Greene, a 32-year-old unemployed military veteran who lives with his parents, defeated Vic Rawl on Tuesday for the Democratic Senate nomination despite having run essentially no public campaign — no events, no signs, no debates, no website, no fundraising.
The result has baffled political observers, who had heavily favored Rawl — a former state legislator, attorney and prosecutor who had the edge inasmuch as he actually campaigned and tried to win. Many in South Carolina (which has grandly lived up to its reputation as a political circus this year) suspect that somewhere, a crafty GOP political operative is snickering.
As far as the local political press can discern, the only positive step Greene took toward campaigning was when he plunked down a $10,400 check in March to satisfy the state's filing fee and get on the ballot. He never registered a campaign committee with the Federal Election Commission or filed a financial disclosure with the Senate Ethics Committee.
So why did he run, and how did he win? "I campaigned," Greene, who spoke rapidly and seemed distracted, told Yahoo! News in a brief interview. "It was a low-budget campaign. I funded it 100 percent out of my own pocket, and kept it simple — it was old-fashioned." Asked what, precisely, that campaign consisted of, and how much he spent on it, Greene demurred. "Not much. I had friends helping me."
He said he hasn't yet reached the $5,000 spending limit that triggers a requirement to file with the FEC, despite having spent that $10,400 filing fee (a pretty penny for someone with no job). Like any good politician, Greene tried to deflect questions about the particulars of his campaign to talk of "the issues."
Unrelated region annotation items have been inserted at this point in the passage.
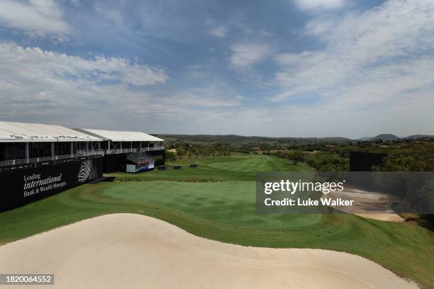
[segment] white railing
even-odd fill
[[[142,147],[140,149],[140,152],[150,152],[150,151],[156,151],[156,150],[162,150],[165,149],[165,147]]]
[[[77,151],[77,153],[72,154],[62,154],[60,156],[34,157],[31,159],[11,159],[10,161],[3,161],[3,162],[0,162],[0,166],[18,166],[18,165],[26,164],[55,161],[55,160],[59,160],[59,159],[71,159],[73,157],[95,156],[98,154],[102,154],[101,153],[101,152],[96,152],[96,151],[91,151],[91,152],[82,151],[81,152],[79,152]]]
[[[125,154],[128,152],[137,152],[137,149],[107,149],[107,154]]]

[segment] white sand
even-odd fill
[[[0,246],[0,273],[54,273],[48,288],[417,288],[355,255],[224,244],[134,214],[98,217]],[[19,288],[30,287],[13,286]]]

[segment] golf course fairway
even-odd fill
[[[190,163],[199,167],[189,168]],[[255,154],[177,164],[184,164],[183,169],[111,174],[116,181],[86,184],[2,212],[0,243],[93,217],[129,212],[226,243],[355,254],[422,287],[434,284],[434,234],[416,222],[343,214],[257,213],[256,172],[309,169],[304,164]]]

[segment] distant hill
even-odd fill
[[[183,140],[191,142],[277,142],[277,143],[289,143],[289,142],[349,142],[352,140],[339,137],[268,137],[251,136],[246,137],[237,135],[160,135],[157,136],[163,139],[169,140]]]
[[[404,138],[407,140],[427,139],[427,138],[434,138],[434,135],[409,135],[407,137],[404,137]]]
[[[372,140],[401,140],[401,137],[396,136],[395,135],[391,135],[389,133],[384,133],[382,135],[378,135],[376,137],[372,137],[371,139],[369,139],[370,141]]]

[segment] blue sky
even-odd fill
[[[4,0],[0,118],[154,133],[434,135],[428,0]]]

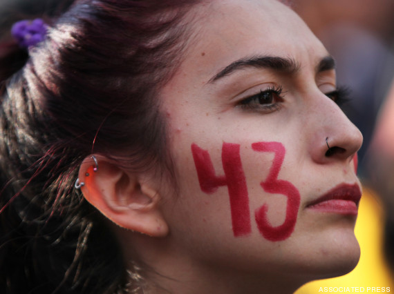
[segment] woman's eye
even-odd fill
[[[241,107],[247,109],[269,112],[279,109],[279,104],[283,101],[281,87],[272,87],[267,90],[260,90],[258,94],[244,99],[240,103]]]
[[[350,92],[346,87],[339,87],[337,90],[325,93],[326,96],[339,106],[341,106],[350,100]]]

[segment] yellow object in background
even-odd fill
[[[294,294],[394,293],[394,275],[387,266],[383,255],[384,222],[378,196],[364,188],[355,229],[361,247],[359,264],[347,275],[311,282]]]

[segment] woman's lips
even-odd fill
[[[310,202],[306,208],[326,213],[357,215],[361,190],[356,184],[343,184]]]

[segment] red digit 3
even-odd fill
[[[286,217],[281,225],[275,227],[271,226],[267,218],[268,207],[264,204],[255,212],[257,226],[265,239],[270,241],[284,240],[294,231],[300,204],[300,195],[297,188],[290,182],[278,179],[278,175],[285,158],[285,147],[279,142],[258,142],[252,144],[252,148],[256,151],[275,153],[270,173],[261,185],[265,192],[282,194],[288,197]]]

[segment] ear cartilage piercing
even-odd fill
[[[95,155],[91,155],[91,157],[92,158],[92,159],[93,159],[93,161],[95,161],[95,166],[93,167],[93,171],[94,172],[97,172],[98,170],[98,162],[97,162],[97,159],[95,157]],[[85,177],[88,177],[90,175],[88,173],[85,173]],[[85,186],[85,183],[84,183],[83,182],[79,182],[79,179],[77,179],[77,180],[75,181],[75,184],[74,184],[74,187],[75,187],[76,189],[80,189],[82,186]]]
[[[95,161],[95,166],[93,168],[93,171],[97,172],[98,170],[97,159],[96,159],[96,157],[95,155],[91,155],[91,157],[92,157],[92,159],[93,159],[93,161]]]
[[[75,187],[76,189],[79,189],[82,186],[84,186],[85,183],[84,183],[83,182],[81,182],[79,183],[79,179],[77,179],[77,180],[75,181],[75,184],[74,185],[74,187]]]

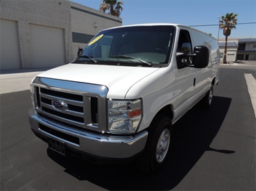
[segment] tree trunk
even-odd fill
[[[226,35],[224,54],[223,56],[223,63],[224,64],[226,64],[226,49],[227,49],[227,47],[228,47],[228,35]]]

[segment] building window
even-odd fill
[[[251,48],[256,48],[256,43],[252,43]]]
[[[83,33],[72,32],[73,42],[87,44],[93,38],[94,35]]]

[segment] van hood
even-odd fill
[[[123,99],[131,87],[159,67],[68,64],[42,73],[37,77],[102,85],[107,98]]]

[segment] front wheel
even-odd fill
[[[139,167],[152,173],[159,170],[166,160],[171,146],[172,122],[170,119],[158,115],[149,128],[146,148],[138,159]]]
[[[211,103],[213,101],[213,85],[211,85],[211,88],[206,95],[203,97],[201,100],[201,106],[203,108],[210,108]]]

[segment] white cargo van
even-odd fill
[[[71,63],[33,79],[33,132],[63,155],[136,158],[156,171],[170,151],[172,126],[219,82],[216,39],[173,24],[101,31]]]

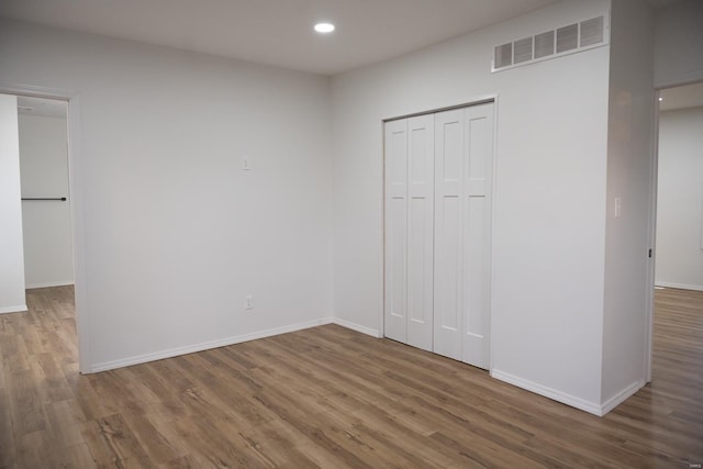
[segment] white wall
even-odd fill
[[[87,371],[331,316],[328,79],[9,20],[0,64],[79,97]]]
[[[703,1],[658,10],[655,21],[655,86],[703,80]]]
[[[66,119],[20,114],[22,197],[60,198],[22,202],[26,288],[74,283]]]
[[[703,108],[659,114],[657,284],[703,291]]]
[[[654,130],[654,13],[613,0],[605,225],[602,401],[612,407],[645,384],[648,220]],[[616,216],[616,199],[622,212]]]
[[[495,45],[609,8],[559,2],[333,79],[336,316],[382,327],[382,120],[499,93],[491,371],[598,412],[609,47],[490,65]]]
[[[0,94],[0,313],[26,311],[18,99]]]

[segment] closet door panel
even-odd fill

"I graduated from the University of South Carolina," he said. "We have more unemployment than any other time in South Carolina history. Hold on, I have another beep."
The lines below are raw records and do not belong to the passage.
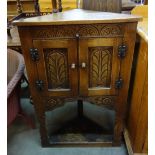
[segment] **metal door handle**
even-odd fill
[[[75,63],[72,63],[71,64],[71,69],[75,69],[75,67],[76,67]]]
[[[81,68],[86,68],[86,63],[85,62],[81,63]]]

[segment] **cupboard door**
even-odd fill
[[[95,38],[79,41],[80,95],[117,95],[118,46],[121,39]]]
[[[45,96],[77,95],[77,43],[75,40],[34,40],[38,50],[38,78]]]

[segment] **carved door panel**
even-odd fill
[[[115,81],[119,77],[118,46],[121,39],[80,39],[80,95],[116,95]]]
[[[75,40],[34,40],[38,49],[38,77],[45,96],[76,96],[77,43]]]

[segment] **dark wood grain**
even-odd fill
[[[121,0],[83,0],[82,8],[104,12],[121,12],[121,5]]]

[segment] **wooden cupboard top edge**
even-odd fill
[[[68,24],[93,24],[93,23],[123,23],[138,22],[140,16],[109,13],[99,11],[88,11],[83,9],[73,9],[66,12],[53,13],[51,15],[37,16],[32,18],[21,18],[13,22],[17,26],[36,25],[68,25]]]

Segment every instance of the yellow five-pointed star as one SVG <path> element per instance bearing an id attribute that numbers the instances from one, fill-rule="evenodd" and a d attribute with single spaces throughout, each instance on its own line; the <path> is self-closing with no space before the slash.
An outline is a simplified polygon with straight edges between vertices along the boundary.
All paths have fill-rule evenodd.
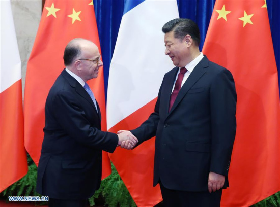
<path id="1" fill-rule="evenodd" d="M 264 0 L 264 5 L 263 5 L 262 8 L 267 8 L 267 6 L 266 6 L 266 0 Z"/>
<path id="2" fill-rule="evenodd" d="M 244 17 L 239 18 L 238 19 L 243 21 L 243 27 L 244 27 L 245 25 L 248 23 L 249 24 L 253 24 L 253 23 L 251 21 L 251 17 L 254 15 L 254 14 L 250 14 L 248 15 L 246 13 L 246 11 L 244 11 Z"/>
<path id="3" fill-rule="evenodd" d="M 57 18 L 55 12 L 57 12 L 59 10 L 60 10 L 60 9 L 54 8 L 54 5 L 53 4 L 53 3 L 52 3 L 50 7 L 46 7 L 46 9 L 48 11 L 48 14 L 47 14 L 47 17 L 48 17 L 49 15 L 52 15 L 55 18 Z"/>
<path id="4" fill-rule="evenodd" d="M 226 11 L 226 9 L 225 8 L 225 5 L 223 5 L 222 8 L 221 10 L 218 10 L 216 9 L 216 11 L 219 13 L 219 16 L 218 17 L 217 20 L 222 17 L 223 19 L 227 21 L 227 15 L 231 12 L 230 11 Z"/>
<path id="5" fill-rule="evenodd" d="M 81 12 L 81 11 L 80 11 L 79 12 L 76 12 L 74 8 L 73 8 L 73 14 L 67 16 L 68 17 L 72 18 L 72 24 L 74 24 L 74 22 L 75 22 L 75 21 L 76 20 L 81 21 L 80 18 L 79 17 L 79 15 L 80 15 Z"/>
Shortly after his Yahoo! News interview, the Associated Press reported that Greene was arrested in November on the obscene photo complaint. Charges are pending, and he hasn't entered a plea. One could, of course, note that such charges wouldn't necessarily hurt a candidate in a Palmetto state election season that's featured plenty of sensational sexual charges.
Greene's candidacy has raised suspicions that he may have been induced to run by Republican operatives in order to sow dissension in the Democratic ranks. It's not uncommon in South Carolina for Republicans to recruit African-American challengers to run against white frontrunners in Democratic primaries in the hope of drumming up racial tensions. (Greene is black.) The straw candidates aren't supposed to win — they're just supposed to create a racially divisive primary to damage the candidate's ability to put together a coalition in the general election.
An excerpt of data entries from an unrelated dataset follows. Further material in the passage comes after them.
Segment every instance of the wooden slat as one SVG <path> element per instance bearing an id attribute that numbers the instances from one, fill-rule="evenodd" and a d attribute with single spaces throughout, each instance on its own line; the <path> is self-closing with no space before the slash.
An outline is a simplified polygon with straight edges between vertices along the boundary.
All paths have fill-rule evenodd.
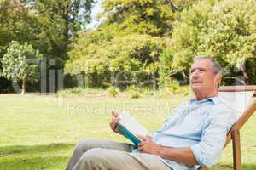
<path id="1" fill-rule="evenodd" d="M 231 140 L 231 132 L 234 129 L 240 130 L 242 126 L 246 123 L 246 122 L 253 116 L 253 114 L 256 111 L 256 99 L 250 104 L 245 112 L 241 116 L 241 117 L 236 121 L 236 122 L 233 125 L 231 130 L 228 133 L 225 146 L 230 142 Z"/>
<path id="2" fill-rule="evenodd" d="M 233 168 L 234 170 L 241 170 L 239 130 L 236 129 L 232 131 L 231 135 L 233 145 Z"/>
<path id="3" fill-rule="evenodd" d="M 254 91 L 254 95 L 256 95 L 256 86 L 222 86 L 219 88 L 219 92 L 244 92 L 244 91 Z M 227 134 L 226 143 L 224 147 L 230 142 L 232 139 L 233 143 L 233 163 L 234 169 L 241 170 L 241 151 L 240 151 L 240 135 L 239 130 L 246 123 L 246 122 L 253 116 L 256 111 L 256 99 L 254 99 L 241 117 L 236 121 L 233 125 L 230 133 Z M 205 167 L 201 167 L 200 170 L 208 170 Z"/>

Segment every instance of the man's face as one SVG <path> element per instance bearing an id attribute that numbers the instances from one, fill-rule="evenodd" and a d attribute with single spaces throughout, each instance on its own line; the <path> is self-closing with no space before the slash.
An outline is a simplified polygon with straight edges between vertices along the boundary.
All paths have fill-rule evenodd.
<path id="1" fill-rule="evenodd" d="M 212 66 L 212 62 L 207 59 L 197 60 L 192 65 L 190 86 L 195 94 L 200 93 L 207 96 L 216 90 L 220 80 L 218 75 L 214 74 Z"/>

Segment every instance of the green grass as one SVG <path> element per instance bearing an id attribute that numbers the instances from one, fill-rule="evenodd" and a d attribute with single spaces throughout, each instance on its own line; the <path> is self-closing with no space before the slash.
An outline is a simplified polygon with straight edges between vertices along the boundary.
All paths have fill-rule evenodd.
<path id="1" fill-rule="evenodd" d="M 107 96 L 55 98 L 49 95 L 0 95 L 0 169 L 64 169 L 73 145 L 84 138 L 127 141 L 111 132 L 110 110 L 125 110 L 150 131 L 188 97 L 154 96 L 130 99 Z M 256 116 L 241 131 L 243 169 L 256 169 Z M 232 169 L 230 145 L 212 170 Z"/>

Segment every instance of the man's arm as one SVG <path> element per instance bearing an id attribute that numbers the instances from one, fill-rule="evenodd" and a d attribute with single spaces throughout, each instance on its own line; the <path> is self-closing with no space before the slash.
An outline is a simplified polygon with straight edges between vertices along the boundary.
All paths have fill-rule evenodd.
<path id="1" fill-rule="evenodd" d="M 154 154 L 164 159 L 172 160 L 178 163 L 187 165 L 197 164 L 196 159 L 190 149 L 186 148 L 169 148 L 155 144 L 149 138 L 143 139 L 143 142 L 138 144 L 143 153 Z"/>

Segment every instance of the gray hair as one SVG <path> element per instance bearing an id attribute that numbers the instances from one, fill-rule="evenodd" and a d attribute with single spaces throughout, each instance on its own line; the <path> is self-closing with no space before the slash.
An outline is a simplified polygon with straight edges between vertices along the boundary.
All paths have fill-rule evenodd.
<path id="1" fill-rule="evenodd" d="M 215 75 L 220 73 L 222 74 L 222 68 L 218 62 L 215 60 L 213 60 L 211 56 L 209 55 L 199 55 L 196 56 L 193 59 L 194 63 L 201 60 L 208 60 L 212 63 L 212 71 L 214 72 Z"/>

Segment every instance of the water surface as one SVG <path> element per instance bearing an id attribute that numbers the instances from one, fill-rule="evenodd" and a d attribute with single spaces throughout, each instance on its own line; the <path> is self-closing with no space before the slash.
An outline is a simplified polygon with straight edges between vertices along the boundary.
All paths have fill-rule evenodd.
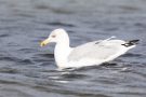
<path id="1" fill-rule="evenodd" d="M 116 36 L 141 43 L 110 64 L 58 70 L 55 28 L 71 46 Z M 0 97 L 145 97 L 145 0 L 0 0 Z"/>

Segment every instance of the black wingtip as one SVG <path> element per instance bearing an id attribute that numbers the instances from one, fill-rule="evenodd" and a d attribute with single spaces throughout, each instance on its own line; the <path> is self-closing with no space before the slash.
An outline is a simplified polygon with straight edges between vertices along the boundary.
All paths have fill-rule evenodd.
<path id="1" fill-rule="evenodd" d="M 140 40 L 131 40 L 131 41 L 128 41 L 127 43 L 124 44 L 121 44 L 121 45 L 124 45 L 127 47 L 131 46 L 131 45 L 136 45 L 138 43 Z"/>

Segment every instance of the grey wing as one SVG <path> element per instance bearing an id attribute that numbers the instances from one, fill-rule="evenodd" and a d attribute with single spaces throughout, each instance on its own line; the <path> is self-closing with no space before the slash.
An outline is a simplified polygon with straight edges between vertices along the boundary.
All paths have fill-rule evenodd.
<path id="1" fill-rule="evenodd" d="M 78 47 L 75 47 L 68 56 L 68 60 L 85 59 L 106 59 L 109 56 L 117 54 L 123 45 L 124 41 L 110 40 L 110 41 L 94 41 L 89 42 Z"/>

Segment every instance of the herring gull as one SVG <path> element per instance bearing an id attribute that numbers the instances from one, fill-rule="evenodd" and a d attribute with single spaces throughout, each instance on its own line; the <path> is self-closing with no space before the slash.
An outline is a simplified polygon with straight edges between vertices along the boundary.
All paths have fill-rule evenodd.
<path id="1" fill-rule="evenodd" d="M 138 42 L 138 40 L 123 41 L 112 38 L 114 37 L 88 42 L 77 47 L 70 47 L 68 33 L 64 29 L 58 28 L 53 30 L 49 38 L 40 43 L 40 46 L 55 42 L 54 58 L 57 67 L 79 68 L 114 60 L 135 47 Z"/>

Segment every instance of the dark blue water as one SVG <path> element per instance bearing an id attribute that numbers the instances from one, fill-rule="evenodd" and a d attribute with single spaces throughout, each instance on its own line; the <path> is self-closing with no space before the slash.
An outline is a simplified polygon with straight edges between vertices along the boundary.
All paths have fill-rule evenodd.
<path id="1" fill-rule="evenodd" d="M 71 46 L 116 36 L 140 44 L 110 64 L 57 70 L 55 28 Z M 0 0 L 0 97 L 146 97 L 145 0 Z"/>

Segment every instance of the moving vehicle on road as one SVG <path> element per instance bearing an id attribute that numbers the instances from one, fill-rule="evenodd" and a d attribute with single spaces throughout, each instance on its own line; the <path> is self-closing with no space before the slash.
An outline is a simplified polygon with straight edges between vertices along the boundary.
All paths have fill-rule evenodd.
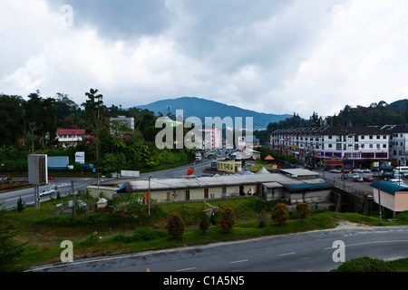
<path id="1" fill-rule="evenodd" d="M 393 169 L 393 171 L 399 172 L 404 177 L 408 177 L 408 166 L 399 166 Z"/>
<path id="2" fill-rule="evenodd" d="M 372 181 L 374 181 L 374 179 L 371 176 L 364 176 L 363 178 L 363 180 L 367 181 L 367 182 L 372 182 Z"/>
<path id="3" fill-rule="evenodd" d="M 40 191 L 40 198 L 44 197 L 44 196 L 50 196 L 54 192 L 55 192 L 55 190 L 53 190 L 53 189 L 43 189 Z"/>

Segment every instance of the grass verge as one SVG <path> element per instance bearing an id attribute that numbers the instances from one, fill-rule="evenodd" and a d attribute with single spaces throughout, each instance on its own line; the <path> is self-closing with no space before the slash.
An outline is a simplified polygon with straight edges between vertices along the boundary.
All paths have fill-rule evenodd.
<path id="1" fill-rule="evenodd" d="M 217 214 L 205 234 L 199 229 L 199 213 L 209 208 L 202 202 L 167 203 L 151 206 L 151 215 L 119 216 L 115 213 L 92 213 L 81 216 L 50 217 L 56 200 L 42 203 L 41 208 L 28 208 L 22 213 L 16 210 L 3 214 L 0 226 L 13 224 L 20 233 L 16 239 L 27 243 L 23 256 L 16 261 L 18 266 L 60 262 L 60 247 L 63 240 L 73 243 L 74 259 L 133 253 L 149 249 L 162 249 L 185 245 L 207 244 L 250 238 L 262 236 L 285 235 L 334 228 L 342 221 L 380 226 L 378 218 L 355 213 L 313 212 L 301 220 L 296 212 L 283 225 L 277 225 L 268 217 L 266 227 L 258 226 L 257 214 L 262 210 L 270 213 L 274 203 L 258 198 L 245 197 L 208 201 L 222 211 L 232 208 L 237 223 L 230 233 L 223 233 L 218 224 Z M 186 224 L 184 235 L 175 238 L 166 230 L 167 218 L 179 213 Z M 270 214 L 268 214 L 270 216 Z M 396 217 L 398 221 L 384 220 L 382 226 L 408 225 L 407 214 Z M 402 268 L 403 268 L 403 265 Z"/>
It's nothing new to Nu Wexler, the former executive director of the South Carolina Democratic Party. "In 2004, on the last day you could file to run in the primary, we were wrapping things up when an SUV with a Bush-Cheney sticker dropped off three black guys who came in to file to run in some local races, and they all paid the filing fee with sequentially numbered cashier's checks from a local credit union," he said. In 1990, famed South Carolina political consultant Rod Shealy was convicted of violating campaign laws after recruiting a black candidate to run in a GOP primary for lieutenant governor in the hope of drawing out racist voters — a maneuver he thought would bolster support for his candidate.
Greene denies that he's a plant. But even if he is, the lack of an actual campaign seems to indicate that whatever plan he might have been a part of was quickly abandoned. Wexler says there may never have even been much of a strategy: "You have consultants doing this kind of thing just because they get bored, and they want something to tell good stories about. It's almost like fraternity pranks."
Greene's success is a testament both to the lackluster quality of the campaign run by Rawl (who raised $186,000 and ran ads) and to the, um, peculiar voting habits of South Carolinians. State Democratic Party Chairwoman Carol Fowler speculated to AP that Greene won because his name came before Rawl's on the ballot. Wexler says Greene is a "big name in South Carolina."
We called the South Carolina Democratic Party to ask if it intends to support Greene's candidacy, but haven't heard back. It could attempt to challenge Greene's win by claiming that he didn't pay the filing fee out of his own pocket — which, if true, would be a federal crime. "It puts them in a tough position," Wexler said. "You can't exactly start challenging the filing fees of every candidate."